Michelangelo Merisi da Caravaggio, revolutionary naturalist painter, was born in Caravaggio near Milan, the son of a mason in 1573. He showed his talent early and at the age of sixteen, after a brief apprenticeship in Milan, he was studying with d’Arpino in Rome. During the period 1592-98 Caravaggio’s work was precise in contour, brightly colored, and sculpturesque in form, like the Mannerists, but with an added social and moral consciousness.

By 1600 when he had completed his first public commission the St. Matthew paintings for the church of San Luigi dei Francesi, he had established himself as an opponent of both classicism and intellectual Mannerism. Caravaggio chose his models from the common people and set them in ordinary surroundings, yet managed to lose neither poetry nor deep spiritual feeling. His use of chiaroscuro – the contrast of light and dark to create atmosphere, drama, and emotion – was revolutionary. His light is unreal, comes from outside the painting, and creates deep relief and dark shadow. The resulting paintings are as exciting in their effect upon the senses as on the intellect.
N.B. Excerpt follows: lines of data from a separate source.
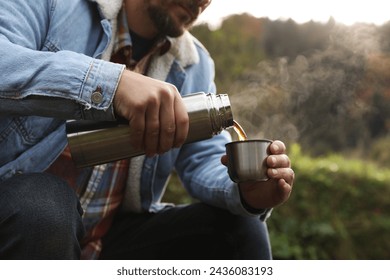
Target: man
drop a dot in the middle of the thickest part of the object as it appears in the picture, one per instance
(104, 60)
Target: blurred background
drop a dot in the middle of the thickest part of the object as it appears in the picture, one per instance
(316, 76)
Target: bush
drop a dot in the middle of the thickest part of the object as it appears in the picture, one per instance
(338, 210)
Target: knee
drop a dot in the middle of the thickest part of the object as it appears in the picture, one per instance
(40, 201)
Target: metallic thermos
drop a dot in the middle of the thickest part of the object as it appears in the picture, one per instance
(94, 143)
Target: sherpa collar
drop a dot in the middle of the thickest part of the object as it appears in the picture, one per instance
(183, 48)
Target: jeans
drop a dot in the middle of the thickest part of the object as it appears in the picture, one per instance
(196, 231)
(40, 218)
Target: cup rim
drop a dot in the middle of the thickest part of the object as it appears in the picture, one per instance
(248, 140)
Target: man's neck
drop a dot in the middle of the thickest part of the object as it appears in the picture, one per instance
(138, 19)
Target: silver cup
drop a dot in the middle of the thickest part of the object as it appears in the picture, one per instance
(247, 160)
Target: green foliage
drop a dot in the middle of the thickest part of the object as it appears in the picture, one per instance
(326, 87)
(338, 210)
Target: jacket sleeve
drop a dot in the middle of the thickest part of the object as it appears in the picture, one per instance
(38, 77)
(199, 164)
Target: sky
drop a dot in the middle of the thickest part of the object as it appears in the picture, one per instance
(343, 11)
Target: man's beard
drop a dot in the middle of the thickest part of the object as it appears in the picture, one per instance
(165, 25)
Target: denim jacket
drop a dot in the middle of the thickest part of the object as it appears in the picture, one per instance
(48, 77)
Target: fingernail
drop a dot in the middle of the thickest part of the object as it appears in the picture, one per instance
(274, 172)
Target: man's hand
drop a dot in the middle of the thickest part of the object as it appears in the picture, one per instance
(156, 113)
(277, 189)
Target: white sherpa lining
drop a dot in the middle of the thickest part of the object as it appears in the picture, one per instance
(183, 50)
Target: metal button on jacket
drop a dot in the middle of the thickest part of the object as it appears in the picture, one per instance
(97, 97)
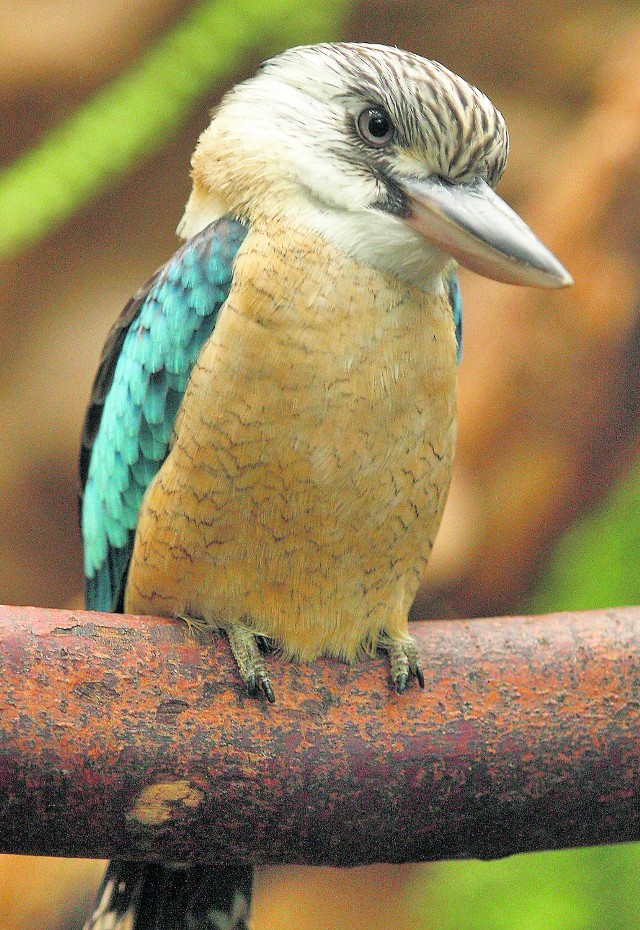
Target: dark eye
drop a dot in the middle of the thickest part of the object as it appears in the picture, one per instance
(375, 127)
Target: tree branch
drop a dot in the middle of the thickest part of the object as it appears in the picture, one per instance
(128, 736)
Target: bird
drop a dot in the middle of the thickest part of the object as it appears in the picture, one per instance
(270, 436)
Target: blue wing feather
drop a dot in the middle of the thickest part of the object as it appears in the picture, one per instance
(455, 299)
(143, 373)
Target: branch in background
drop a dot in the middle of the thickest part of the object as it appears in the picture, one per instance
(550, 383)
(125, 736)
(134, 115)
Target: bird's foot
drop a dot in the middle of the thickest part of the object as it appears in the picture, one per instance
(250, 661)
(404, 661)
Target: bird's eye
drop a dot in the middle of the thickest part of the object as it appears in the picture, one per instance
(375, 127)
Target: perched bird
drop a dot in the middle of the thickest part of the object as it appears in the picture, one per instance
(270, 437)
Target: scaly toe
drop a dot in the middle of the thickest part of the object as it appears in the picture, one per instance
(404, 661)
(250, 661)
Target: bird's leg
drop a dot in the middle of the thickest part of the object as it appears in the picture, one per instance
(244, 645)
(250, 661)
(403, 661)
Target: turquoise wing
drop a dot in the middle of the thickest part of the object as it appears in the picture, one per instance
(455, 299)
(143, 372)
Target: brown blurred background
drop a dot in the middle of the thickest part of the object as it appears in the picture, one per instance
(548, 385)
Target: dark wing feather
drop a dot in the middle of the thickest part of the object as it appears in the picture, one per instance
(143, 373)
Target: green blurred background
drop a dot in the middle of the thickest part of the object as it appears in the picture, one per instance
(103, 103)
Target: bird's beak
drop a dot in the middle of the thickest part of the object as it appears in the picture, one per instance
(476, 227)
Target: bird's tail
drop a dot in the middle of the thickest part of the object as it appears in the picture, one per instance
(152, 896)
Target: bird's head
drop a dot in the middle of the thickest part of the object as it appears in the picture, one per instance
(390, 156)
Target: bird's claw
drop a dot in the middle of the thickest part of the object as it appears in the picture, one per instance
(404, 660)
(251, 665)
(258, 683)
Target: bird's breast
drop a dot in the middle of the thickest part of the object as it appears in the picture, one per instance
(312, 452)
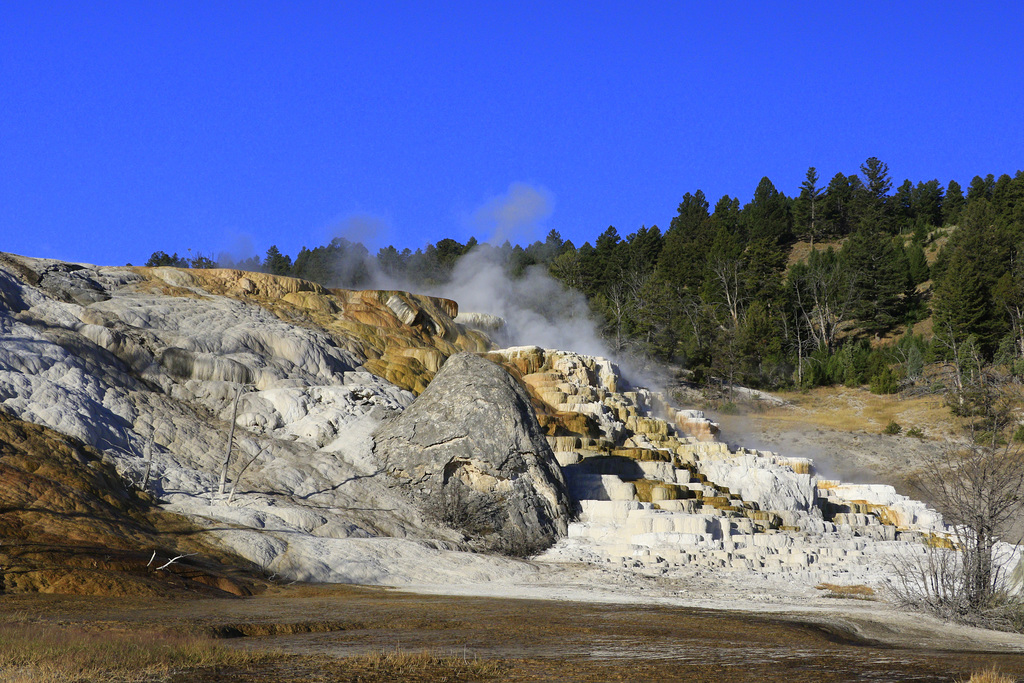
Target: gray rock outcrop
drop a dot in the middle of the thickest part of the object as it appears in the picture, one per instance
(470, 449)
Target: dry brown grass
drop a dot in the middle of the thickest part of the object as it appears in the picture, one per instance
(843, 409)
(802, 250)
(989, 676)
(400, 665)
(62, 654)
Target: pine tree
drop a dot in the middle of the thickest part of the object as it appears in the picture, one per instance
(807, 207)
(276, 263)
(881, 279)
(953, 204)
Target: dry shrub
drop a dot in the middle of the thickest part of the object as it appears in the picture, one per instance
(397, 664)
(989, 676)
(61, 654)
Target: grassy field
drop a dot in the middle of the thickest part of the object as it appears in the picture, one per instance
(334, 633)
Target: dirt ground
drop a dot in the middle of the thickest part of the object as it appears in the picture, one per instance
(522, 640)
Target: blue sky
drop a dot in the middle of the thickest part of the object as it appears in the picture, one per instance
(131, 127)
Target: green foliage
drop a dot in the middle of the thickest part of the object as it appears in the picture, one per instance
(893, 428)
(885, 381)
(715, 293)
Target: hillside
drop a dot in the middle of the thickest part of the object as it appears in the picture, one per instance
(351, 464)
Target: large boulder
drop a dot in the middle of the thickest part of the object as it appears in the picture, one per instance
(470, 449)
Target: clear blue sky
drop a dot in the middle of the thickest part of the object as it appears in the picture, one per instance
(127, 127)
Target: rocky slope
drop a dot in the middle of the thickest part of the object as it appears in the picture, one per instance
(348, 464)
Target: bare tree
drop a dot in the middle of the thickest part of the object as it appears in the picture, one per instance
(978, 484)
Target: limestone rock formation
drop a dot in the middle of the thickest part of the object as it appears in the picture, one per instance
(470, 447)
(70, 524)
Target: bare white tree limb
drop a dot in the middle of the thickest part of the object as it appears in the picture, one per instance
(173, 560)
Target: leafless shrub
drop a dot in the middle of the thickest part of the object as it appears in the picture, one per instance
(978, 485)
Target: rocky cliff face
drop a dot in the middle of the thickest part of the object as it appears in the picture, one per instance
(470, 447)
(152, 373)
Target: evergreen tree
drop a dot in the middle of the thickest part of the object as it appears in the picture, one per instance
(276, 263)
(840, 210)
(980, 188)
(881, 279)
(927, 203)
(961, 303)
(160, 258)
(768, 215)
(684, 248)
(877, 186)
(953, 204)
(918, 263)
(807, 207)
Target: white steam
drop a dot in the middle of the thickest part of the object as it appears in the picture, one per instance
(537, 308)
(514, 214)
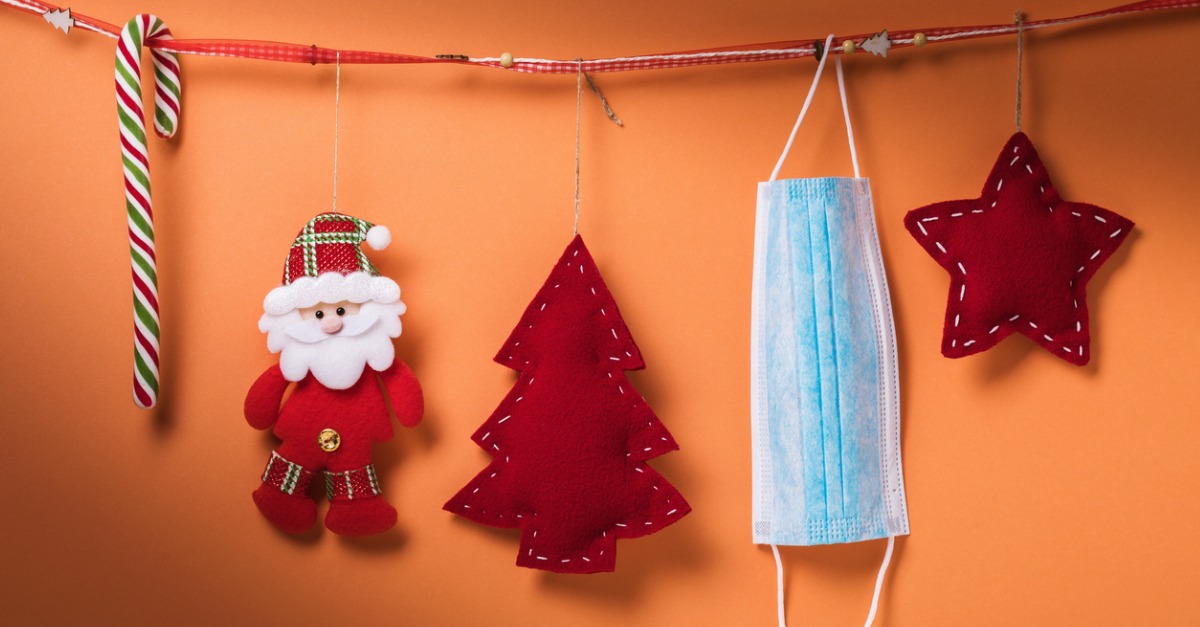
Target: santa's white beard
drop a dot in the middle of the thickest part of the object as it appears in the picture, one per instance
(335, 360)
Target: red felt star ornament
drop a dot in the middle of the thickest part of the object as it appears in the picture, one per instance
(1019, 258)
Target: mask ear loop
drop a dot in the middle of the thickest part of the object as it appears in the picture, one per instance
(779, 585)
(879, 580)
(845, 113)
(804, 109)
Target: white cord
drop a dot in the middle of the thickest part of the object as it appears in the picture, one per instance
(779, 585)
(804, 109)
(337, 108)
(579, 100)
(879, 580)
(845, 113)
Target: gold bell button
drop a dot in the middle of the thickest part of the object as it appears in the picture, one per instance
(328, 440)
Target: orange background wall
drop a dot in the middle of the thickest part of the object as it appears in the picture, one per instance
(1039, 493)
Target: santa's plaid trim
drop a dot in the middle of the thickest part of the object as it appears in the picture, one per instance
(286, 476)
(343, 232)
(360, 483)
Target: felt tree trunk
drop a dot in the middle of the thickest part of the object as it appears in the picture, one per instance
(571, 439)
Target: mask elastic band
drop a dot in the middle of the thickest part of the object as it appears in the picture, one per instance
(845, 113)
(879, 580)
(808, 101)
(875, 597)
(779, 585)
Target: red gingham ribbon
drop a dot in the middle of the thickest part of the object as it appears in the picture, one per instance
(733, 54)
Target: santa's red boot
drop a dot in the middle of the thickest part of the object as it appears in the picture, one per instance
(355, 507)
(283, 496)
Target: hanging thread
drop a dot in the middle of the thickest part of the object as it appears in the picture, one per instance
(337, 109)
(604, 101)
(579, 101)
(1020, 57)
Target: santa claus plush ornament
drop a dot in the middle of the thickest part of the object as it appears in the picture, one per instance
(333, 322)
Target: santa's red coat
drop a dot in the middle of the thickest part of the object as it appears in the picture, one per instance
(358, 413)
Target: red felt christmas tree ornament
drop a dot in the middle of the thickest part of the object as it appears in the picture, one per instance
(1019, 258)
(571, 440)
(333, 322)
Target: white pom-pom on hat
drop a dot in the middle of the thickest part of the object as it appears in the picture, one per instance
(378, 237)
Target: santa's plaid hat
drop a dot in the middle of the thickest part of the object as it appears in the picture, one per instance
(327, 264)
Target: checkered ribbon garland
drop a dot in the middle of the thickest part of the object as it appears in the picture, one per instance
(136, 160)
(733, 54)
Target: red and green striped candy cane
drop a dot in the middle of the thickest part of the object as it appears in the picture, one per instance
(135, 157)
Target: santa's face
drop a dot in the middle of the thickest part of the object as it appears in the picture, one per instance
(335, 341)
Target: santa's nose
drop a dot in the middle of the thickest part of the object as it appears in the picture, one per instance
(331, 324)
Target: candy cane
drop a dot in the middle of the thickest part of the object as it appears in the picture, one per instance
(137, 184)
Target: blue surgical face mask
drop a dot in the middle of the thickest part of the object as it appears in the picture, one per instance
(825, 392)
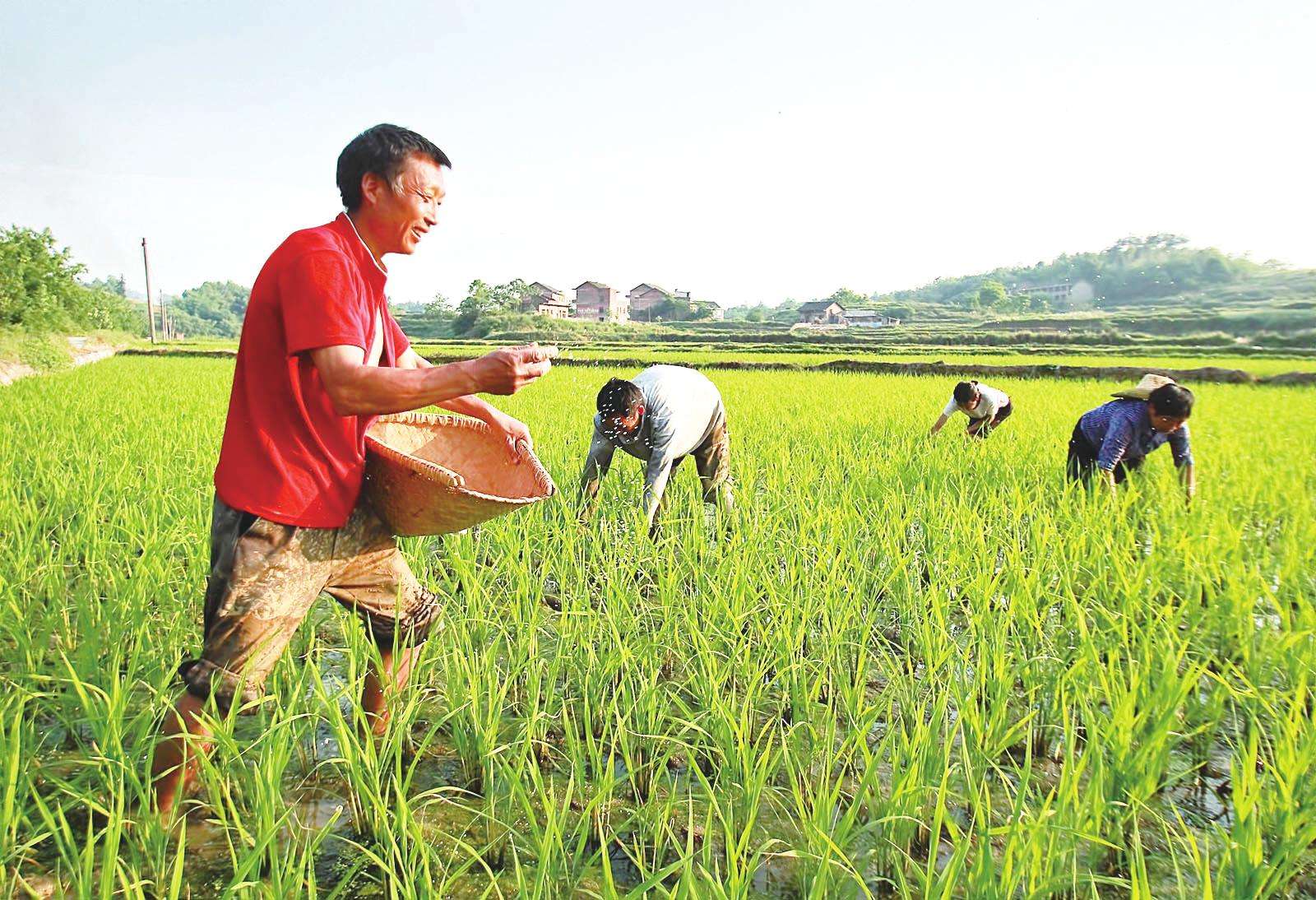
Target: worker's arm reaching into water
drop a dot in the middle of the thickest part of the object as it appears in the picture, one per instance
(595, 467)
(666, 414)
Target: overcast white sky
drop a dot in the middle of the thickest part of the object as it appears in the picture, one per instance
(741, 151)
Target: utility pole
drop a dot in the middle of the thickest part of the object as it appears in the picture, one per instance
(151, 309)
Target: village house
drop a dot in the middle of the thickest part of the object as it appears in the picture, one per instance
(1074, 295)
(869, 318)
(599, 303)
(822, 312)
(546, 302)
(644, 298)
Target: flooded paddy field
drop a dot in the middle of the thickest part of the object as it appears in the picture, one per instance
(906, 667)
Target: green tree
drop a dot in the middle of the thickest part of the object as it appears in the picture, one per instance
(993, 295)
(212, 309)
(39, 290)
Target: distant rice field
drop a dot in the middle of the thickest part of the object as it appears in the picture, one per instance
(911, 667)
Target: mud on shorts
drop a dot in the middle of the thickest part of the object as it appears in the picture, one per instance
(263, 579)
(714, 463)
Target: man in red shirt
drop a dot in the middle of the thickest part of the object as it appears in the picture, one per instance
(319, 358)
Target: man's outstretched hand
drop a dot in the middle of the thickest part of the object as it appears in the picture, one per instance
(508, 370)
(517, 434)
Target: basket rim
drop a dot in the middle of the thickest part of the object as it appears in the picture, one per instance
(452, 479)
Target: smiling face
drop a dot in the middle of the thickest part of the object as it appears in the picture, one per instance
(401, 212)
(1165, 424)
(616, 425)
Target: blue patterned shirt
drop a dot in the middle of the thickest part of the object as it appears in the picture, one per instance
(1124, 434)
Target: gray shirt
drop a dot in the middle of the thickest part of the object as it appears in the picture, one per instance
(682, 408)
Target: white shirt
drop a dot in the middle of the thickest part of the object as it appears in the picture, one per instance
(989, 403)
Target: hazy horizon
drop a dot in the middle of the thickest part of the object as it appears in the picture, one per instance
(744, 154)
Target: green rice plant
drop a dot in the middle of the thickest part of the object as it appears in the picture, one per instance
(906, 666)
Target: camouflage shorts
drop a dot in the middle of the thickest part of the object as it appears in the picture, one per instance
(263, 579)
(714, 463)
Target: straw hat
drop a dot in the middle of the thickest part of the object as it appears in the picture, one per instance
(432, 474)
(1145, 387)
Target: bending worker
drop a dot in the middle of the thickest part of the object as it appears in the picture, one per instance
(986, 408)
(1116, 437)
(661, 416)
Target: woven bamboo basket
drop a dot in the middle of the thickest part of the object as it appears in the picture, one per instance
(432, 474)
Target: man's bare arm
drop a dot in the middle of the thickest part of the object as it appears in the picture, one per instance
(361, 390)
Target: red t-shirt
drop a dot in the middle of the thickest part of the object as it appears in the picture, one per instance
(287, 456)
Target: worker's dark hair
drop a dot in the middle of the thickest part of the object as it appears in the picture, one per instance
(381, 151)
(1171, 401)
(619, 397)
(965, 391)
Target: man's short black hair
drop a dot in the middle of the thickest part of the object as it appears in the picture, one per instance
(381, 151)
(1173, 401)
(620, 397)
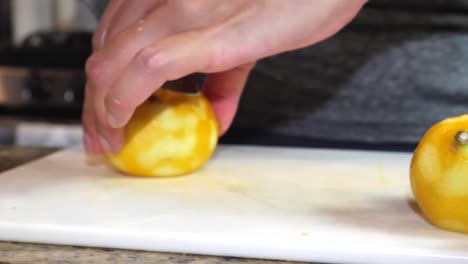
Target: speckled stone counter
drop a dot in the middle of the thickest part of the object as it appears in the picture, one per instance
(12, 156)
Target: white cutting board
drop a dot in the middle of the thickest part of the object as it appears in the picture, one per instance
(278, 203)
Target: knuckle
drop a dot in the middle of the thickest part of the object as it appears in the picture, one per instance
(94, 68)
(151, 59)
(96, 41)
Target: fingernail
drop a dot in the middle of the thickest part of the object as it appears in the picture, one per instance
(113, 121)
(87, 142)
(105, 144)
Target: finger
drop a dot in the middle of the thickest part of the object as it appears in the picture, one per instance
(101, 31)
(103, 67)
(224, 91)
(130, 13)
(110, 140)
(172, 58)
(90, 136)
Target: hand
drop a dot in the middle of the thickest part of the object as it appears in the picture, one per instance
(143, 43)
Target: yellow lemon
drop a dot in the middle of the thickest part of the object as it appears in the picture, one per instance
(170, 134)
(439, 174)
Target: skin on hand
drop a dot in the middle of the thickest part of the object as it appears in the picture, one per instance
(141, 44)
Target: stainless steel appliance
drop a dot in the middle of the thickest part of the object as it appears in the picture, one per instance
(42, 71)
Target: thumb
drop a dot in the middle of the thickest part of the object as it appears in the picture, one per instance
(224, 90)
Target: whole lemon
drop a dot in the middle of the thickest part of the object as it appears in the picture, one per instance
(170, 134)
(439, 174)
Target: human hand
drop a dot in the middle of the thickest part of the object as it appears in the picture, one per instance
(143, 43)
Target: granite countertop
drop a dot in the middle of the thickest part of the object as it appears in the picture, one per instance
(12, 156)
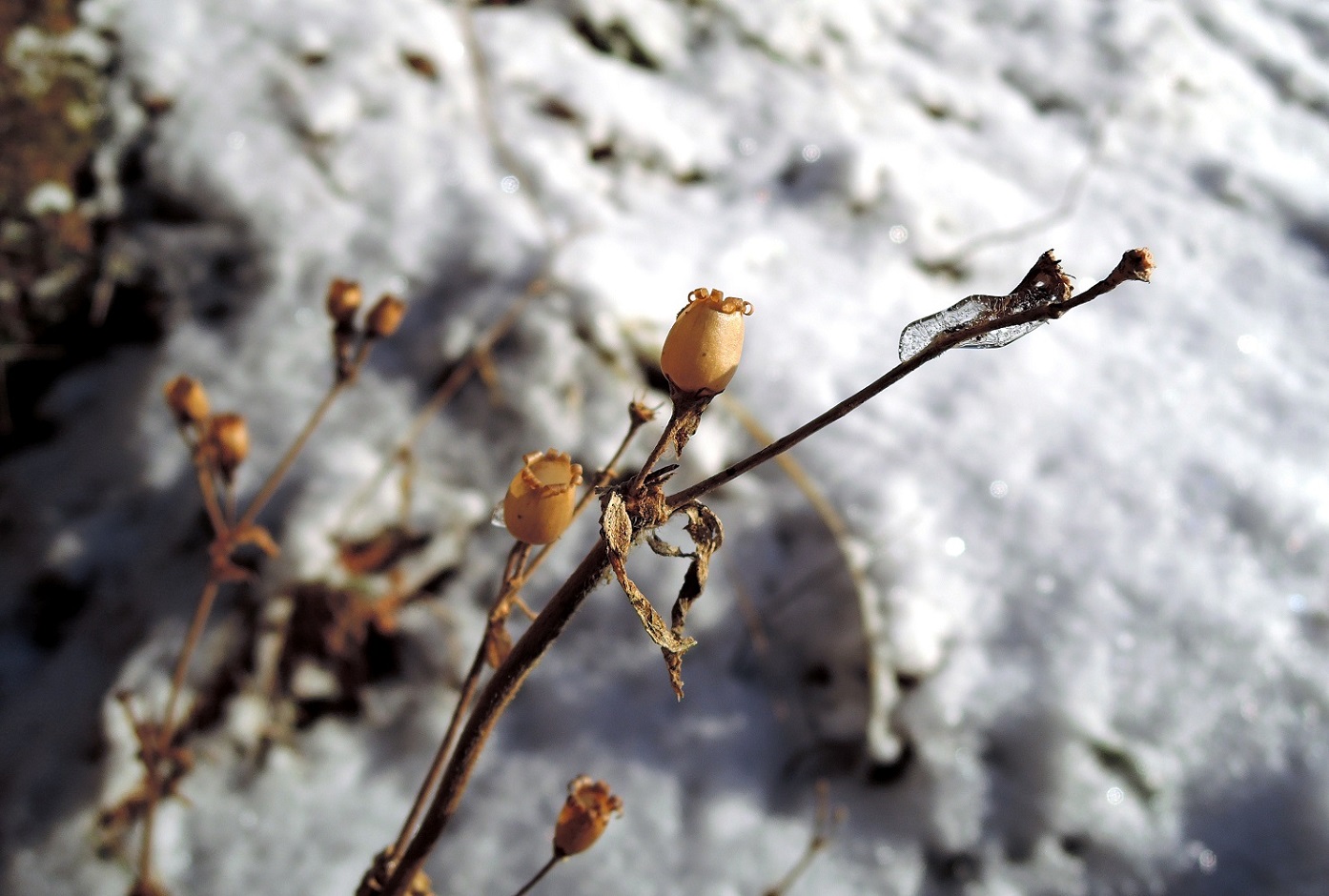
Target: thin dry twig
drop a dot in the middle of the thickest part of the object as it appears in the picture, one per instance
(540, 875)
(536, 641)
(823, 828)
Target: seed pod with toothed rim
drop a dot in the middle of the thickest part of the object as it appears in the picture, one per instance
(228, 441)
(384, 316)
(540, 500)
(343, 300)
(704, 347)
(583, 817)
(186, 399)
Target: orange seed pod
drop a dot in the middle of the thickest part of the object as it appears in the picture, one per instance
(384, 316)
(228, 441)
(540, 499)
(343, 300)
(186, 399)
(704, 347)
(583, 817)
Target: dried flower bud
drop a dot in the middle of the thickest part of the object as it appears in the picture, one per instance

Caravaggio’s art, strangely enough, was not popular with ordinary people who saw in it a lack of reverence. It was highly appreciated by artists of his time and has become recognized through the centuries for its profoundly religious nature as well as for the new techniques that has changed the art of painting. Though Caravaggio received many commissions for religious paintings during his short life, he led a wild and bohemian existence.

In 1606, after killing a man in a fight, he fled to Naples. Unfortunately, he was soon in trouble again, and so was forced to flee to Malta where, finally, after a series of precipitous adventures, died of malaria at the age of thirty-six, in 1609. His influence, which was first seen in early seventeenth-century Italian art, eventually spread to France, England, Spain and the Netherlands.